We gon be alright, because what’s more American than violence, and silence, leaving millions of Blacks jailed, ever since Columbus sailed, indoctrination of our Black nation of men and women who perpetuate supremacy, of Jacksons station. Manifest what our fate is, telling war was because of state is, while state is slavery, the talk of the town. Manifesto of hate, as you begin to straight, your bullets through your chamber, manifest your rule, and bulldoze over humanity, forcing Blacks, into labor, collapse our mule, retract our acres, manifest your destiny, leave a trail of blood, pails full of tears, then lie to your people to appeal to fear, but trust and believe that we gon be alright.

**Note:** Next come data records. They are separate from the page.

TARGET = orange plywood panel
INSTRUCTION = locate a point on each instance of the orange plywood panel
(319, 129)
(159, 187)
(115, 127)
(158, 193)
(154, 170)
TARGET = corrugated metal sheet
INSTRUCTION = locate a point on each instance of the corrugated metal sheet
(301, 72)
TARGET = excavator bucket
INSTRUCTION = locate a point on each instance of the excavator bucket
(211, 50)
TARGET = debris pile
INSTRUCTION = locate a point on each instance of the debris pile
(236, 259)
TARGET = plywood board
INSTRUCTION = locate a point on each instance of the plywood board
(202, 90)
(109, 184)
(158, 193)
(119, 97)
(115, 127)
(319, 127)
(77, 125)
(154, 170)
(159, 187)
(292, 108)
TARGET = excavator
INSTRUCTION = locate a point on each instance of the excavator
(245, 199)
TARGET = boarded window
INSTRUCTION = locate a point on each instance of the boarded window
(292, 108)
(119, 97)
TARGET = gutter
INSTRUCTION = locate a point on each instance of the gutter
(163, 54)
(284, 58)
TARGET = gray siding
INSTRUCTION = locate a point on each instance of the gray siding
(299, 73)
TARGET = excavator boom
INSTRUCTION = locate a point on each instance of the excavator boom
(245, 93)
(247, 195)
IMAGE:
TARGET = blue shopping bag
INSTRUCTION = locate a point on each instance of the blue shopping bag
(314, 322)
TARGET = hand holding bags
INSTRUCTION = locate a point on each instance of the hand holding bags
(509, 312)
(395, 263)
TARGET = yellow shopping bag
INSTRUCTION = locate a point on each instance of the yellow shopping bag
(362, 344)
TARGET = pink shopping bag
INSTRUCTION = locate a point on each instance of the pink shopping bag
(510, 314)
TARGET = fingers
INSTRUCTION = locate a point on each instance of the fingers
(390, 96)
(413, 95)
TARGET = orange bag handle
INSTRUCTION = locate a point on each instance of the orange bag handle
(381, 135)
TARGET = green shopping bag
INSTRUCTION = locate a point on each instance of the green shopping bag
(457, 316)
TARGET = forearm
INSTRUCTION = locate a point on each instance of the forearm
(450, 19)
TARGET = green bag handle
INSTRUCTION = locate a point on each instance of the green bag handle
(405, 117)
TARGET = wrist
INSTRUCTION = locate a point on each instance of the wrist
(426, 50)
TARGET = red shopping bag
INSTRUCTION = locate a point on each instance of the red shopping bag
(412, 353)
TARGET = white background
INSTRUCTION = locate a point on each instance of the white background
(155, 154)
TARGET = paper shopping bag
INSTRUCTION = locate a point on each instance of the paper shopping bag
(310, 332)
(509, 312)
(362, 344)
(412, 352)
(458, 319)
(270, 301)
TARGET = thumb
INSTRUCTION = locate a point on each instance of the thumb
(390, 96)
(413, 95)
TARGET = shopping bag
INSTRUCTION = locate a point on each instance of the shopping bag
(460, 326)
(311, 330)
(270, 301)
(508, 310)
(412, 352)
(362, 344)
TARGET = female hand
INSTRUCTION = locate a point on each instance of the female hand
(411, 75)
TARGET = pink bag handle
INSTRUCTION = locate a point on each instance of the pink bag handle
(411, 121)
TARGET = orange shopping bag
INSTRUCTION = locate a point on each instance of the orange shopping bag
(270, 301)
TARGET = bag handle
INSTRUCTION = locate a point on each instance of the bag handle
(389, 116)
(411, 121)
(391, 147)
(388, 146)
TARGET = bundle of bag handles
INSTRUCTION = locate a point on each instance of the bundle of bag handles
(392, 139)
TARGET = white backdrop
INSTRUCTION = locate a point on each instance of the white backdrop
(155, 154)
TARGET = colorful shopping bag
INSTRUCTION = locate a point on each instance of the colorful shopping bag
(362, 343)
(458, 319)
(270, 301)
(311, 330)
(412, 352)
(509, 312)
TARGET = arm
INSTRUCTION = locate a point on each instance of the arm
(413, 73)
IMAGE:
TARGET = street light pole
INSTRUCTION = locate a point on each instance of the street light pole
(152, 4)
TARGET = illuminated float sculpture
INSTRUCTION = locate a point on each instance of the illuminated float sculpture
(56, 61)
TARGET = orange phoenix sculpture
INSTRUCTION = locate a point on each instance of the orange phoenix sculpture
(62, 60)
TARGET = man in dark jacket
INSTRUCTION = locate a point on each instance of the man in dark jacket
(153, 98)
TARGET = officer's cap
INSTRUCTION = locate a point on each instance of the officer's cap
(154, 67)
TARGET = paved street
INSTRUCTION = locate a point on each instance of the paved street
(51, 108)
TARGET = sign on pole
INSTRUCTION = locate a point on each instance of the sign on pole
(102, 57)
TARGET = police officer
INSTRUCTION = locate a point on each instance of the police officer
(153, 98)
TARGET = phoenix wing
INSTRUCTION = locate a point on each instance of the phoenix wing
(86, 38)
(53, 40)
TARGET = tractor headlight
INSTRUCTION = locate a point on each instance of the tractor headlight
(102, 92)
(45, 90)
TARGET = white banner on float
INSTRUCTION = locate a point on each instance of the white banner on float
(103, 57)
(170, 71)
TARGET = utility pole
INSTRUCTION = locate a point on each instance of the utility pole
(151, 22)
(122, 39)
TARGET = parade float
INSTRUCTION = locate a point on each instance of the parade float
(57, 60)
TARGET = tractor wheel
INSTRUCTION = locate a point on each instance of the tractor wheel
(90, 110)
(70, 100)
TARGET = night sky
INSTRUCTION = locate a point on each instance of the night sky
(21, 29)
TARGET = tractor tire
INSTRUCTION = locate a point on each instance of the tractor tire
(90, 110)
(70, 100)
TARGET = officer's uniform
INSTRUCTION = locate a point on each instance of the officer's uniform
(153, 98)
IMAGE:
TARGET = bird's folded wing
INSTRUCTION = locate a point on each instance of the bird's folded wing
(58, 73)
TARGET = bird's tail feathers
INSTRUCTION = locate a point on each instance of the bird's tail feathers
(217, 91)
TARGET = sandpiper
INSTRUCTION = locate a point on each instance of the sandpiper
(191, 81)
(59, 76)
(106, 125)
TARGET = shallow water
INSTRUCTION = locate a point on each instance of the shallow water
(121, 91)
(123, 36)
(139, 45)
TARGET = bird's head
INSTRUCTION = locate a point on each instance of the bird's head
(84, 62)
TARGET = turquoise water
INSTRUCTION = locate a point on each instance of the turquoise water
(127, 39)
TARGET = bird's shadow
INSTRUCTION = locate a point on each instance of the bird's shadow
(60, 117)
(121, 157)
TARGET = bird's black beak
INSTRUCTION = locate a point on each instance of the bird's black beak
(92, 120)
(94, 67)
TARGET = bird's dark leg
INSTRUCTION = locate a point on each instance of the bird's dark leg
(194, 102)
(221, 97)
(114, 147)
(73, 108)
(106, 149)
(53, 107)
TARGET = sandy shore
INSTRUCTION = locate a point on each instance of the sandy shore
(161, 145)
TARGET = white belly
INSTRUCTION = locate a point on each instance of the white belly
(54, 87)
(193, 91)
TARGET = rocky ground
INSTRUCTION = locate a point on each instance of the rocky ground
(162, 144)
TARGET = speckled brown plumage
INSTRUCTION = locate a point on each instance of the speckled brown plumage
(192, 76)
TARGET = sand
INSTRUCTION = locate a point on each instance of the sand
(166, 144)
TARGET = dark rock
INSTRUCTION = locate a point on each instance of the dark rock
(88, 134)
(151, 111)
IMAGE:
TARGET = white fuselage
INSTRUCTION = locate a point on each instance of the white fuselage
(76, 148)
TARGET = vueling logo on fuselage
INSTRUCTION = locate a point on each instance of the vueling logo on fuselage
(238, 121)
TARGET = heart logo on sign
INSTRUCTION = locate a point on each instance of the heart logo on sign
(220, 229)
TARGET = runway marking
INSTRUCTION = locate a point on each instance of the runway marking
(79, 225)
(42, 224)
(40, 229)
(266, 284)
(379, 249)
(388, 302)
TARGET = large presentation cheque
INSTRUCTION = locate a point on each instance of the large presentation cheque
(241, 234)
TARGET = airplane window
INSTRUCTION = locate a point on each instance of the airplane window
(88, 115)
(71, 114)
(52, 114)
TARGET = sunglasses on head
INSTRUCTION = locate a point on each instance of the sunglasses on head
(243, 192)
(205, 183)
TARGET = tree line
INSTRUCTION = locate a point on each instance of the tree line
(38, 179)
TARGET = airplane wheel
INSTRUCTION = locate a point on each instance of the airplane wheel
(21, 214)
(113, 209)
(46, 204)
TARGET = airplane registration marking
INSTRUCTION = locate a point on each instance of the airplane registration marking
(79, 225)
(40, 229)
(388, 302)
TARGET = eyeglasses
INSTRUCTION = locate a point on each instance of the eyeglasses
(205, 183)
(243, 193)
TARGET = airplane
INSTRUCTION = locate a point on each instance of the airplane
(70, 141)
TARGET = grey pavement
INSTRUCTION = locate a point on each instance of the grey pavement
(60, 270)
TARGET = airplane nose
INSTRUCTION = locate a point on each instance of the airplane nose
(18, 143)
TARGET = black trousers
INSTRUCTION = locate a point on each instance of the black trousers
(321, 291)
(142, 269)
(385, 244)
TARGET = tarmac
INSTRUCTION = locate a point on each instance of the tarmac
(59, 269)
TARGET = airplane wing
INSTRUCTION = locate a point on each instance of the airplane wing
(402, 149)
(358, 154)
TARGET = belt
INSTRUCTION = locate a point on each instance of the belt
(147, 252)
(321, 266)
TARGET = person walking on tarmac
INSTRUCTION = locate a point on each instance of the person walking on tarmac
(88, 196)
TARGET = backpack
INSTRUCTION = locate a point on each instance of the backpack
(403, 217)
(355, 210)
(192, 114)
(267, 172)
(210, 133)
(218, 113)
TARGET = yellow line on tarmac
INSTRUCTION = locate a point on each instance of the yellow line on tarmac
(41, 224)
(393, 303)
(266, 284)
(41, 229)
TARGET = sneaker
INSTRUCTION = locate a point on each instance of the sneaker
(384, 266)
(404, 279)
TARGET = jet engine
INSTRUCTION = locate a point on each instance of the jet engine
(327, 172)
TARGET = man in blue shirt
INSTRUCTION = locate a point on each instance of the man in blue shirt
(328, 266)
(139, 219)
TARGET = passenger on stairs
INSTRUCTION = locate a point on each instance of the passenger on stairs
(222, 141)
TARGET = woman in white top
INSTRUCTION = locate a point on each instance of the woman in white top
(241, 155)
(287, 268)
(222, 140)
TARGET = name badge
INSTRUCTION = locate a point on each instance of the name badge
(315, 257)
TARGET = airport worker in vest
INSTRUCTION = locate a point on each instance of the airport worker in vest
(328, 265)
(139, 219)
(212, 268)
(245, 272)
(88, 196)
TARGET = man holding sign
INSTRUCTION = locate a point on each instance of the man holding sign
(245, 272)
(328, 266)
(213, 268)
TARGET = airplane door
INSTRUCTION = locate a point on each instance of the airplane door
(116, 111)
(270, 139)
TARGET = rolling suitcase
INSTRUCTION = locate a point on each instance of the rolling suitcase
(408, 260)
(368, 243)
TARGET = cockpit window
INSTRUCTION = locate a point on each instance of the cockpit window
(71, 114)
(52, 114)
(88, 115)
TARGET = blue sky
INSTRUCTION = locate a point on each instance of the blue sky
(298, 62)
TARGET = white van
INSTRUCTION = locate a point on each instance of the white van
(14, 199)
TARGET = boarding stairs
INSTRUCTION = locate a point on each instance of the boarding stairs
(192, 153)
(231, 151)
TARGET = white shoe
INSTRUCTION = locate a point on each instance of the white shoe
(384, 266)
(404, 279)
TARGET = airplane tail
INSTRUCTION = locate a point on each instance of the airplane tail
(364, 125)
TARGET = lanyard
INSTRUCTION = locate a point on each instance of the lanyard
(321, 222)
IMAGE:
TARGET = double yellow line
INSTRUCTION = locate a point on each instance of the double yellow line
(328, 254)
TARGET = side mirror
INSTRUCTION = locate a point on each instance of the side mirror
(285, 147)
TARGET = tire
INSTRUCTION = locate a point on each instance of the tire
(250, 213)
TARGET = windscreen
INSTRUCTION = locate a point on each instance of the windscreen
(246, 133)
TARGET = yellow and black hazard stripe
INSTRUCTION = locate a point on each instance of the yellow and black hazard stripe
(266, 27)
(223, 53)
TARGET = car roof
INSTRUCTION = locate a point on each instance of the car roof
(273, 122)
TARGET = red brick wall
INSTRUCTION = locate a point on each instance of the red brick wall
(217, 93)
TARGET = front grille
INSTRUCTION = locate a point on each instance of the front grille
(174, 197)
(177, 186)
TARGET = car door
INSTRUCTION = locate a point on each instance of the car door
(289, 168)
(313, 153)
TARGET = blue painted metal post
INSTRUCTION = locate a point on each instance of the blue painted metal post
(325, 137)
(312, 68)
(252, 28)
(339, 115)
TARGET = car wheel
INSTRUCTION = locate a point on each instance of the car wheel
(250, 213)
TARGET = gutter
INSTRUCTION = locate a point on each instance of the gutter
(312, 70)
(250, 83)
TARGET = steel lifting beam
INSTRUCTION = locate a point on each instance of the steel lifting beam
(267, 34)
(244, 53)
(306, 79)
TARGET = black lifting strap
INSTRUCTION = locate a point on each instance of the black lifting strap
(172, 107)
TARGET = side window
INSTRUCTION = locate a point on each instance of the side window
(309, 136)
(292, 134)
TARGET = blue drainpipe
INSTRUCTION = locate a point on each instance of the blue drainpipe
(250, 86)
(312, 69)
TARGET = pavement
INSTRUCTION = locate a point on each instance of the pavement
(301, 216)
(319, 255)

We gon be alright, because what’s more American than bondage, black bruises, brown marks, as the Confederates we hailed stand tall over parks. Our bodies ripped, our arms stretched, our backs scabbed, our legs stabbed, the chains grabbed and locked into our ankles, what could be more American than Black bodies in cuffs. We gon be alright, the slaves were freed, 1863, the freedom that pleads, but leads to a wall of worlds, a destruction of space, as Black bodies were seen inferior race. What so proudly we hailed, at the beginning of separate but equal, conditions, conditions, abolitions and coalitions of citizens We the People really swore to represent, under God, with cotton for all, with cash above all, while congress overlooks the inhumanity just down the hall, we gon be alright.

We gon be alright, as the urban planners come to wash community, White holiness seen immunity, as university’s, parks and genocidal parts of American history is untold, as the dirt underneath Black culture it holds, to promote a new future with supremacy bolds, emboldened to hate, march to the capital awaits, crowns of white, seas of fire, parallels to prior, whips and wires. Oh say can you see, the crosses burning in our communities, in the backyard of justice, in the playground of peace, upon the trees of hatred, where rope still hangs, to the capitol building where liberty strains, the birth of a nation, the station of hate, where Wilson portrayed, the real intentions of state, knights who march, march for hate. We gon be alright.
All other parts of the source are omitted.